The girl wagged her fabulous fundament
But he stood up and made straight for the door.
He felt he was back where he was before.

 
               19
Where to now? He was low and, yes, hungry.
(The illusion of life extended to that.)
Time was short, cash thin, so I think you’ll agree
That, though its fare tastes like what someone has shat,
McDonald’s is the only place poverty
Does not prevent you patronizing. He sat,
Ate, drank, sulked, sighed, felt utterly unfulfilled.
Appetites didn’t answer.
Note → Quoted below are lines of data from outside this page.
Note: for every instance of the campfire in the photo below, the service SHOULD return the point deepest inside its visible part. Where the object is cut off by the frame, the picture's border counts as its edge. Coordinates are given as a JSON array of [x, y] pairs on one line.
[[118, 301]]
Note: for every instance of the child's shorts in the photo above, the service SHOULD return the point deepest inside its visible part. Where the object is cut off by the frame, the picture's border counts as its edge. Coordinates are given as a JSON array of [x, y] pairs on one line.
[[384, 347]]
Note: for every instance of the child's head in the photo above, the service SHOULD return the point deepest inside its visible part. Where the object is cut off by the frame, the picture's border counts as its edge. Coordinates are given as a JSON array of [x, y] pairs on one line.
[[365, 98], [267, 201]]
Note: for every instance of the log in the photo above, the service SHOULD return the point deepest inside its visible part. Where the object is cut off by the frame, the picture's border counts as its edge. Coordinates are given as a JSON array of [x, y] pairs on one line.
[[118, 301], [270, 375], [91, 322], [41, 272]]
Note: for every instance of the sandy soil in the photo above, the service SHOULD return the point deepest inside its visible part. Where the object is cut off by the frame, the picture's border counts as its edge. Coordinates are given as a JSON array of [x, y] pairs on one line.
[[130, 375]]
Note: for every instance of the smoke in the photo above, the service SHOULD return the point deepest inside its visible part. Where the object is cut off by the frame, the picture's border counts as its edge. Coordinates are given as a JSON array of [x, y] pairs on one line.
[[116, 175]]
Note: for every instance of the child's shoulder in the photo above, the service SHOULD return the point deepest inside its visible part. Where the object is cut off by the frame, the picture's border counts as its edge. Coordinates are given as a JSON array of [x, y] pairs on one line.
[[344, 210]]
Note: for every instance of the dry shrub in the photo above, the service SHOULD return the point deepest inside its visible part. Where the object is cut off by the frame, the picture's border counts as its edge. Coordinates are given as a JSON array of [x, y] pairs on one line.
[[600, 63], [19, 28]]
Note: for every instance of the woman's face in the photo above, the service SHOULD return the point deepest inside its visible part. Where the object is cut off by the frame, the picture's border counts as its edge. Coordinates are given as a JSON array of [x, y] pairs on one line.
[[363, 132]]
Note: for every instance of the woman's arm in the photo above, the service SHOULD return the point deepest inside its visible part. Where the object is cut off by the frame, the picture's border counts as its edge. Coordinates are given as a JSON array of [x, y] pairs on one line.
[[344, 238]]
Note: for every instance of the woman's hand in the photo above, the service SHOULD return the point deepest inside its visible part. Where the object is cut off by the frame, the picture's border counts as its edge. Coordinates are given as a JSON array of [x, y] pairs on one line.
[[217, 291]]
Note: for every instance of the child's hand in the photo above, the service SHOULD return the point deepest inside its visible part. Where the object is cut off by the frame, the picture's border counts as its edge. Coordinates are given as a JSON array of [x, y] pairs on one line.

Joy was distilled

 

               20
In deeper parts of the human soul, and words,
When they worked, and didn’t bore, could take you there.
He bought a book, found a park bench where birds
Pecked, heckled and hovered; one crapped in his hair.
But he ignored them, disregarded their turds—
He read a few lines and forgot his cares.
He was lost in literature, his old pastime,
It was Byrne by Burgess; he didn’t waste time.


             21
He read it through thrice, and felt slightly better.
He learned, in a way, sort of, to almost spurn
His fate, the pinch of the devil’s fetter
On his ankle, the fact it was almost his turn
To don infernal garb, a flaming sweater,
Molten shoes, so forth, and forever to burn
Because he’d been bad and had naughty urges—
But at least he’d read lots of Anthony Burgess.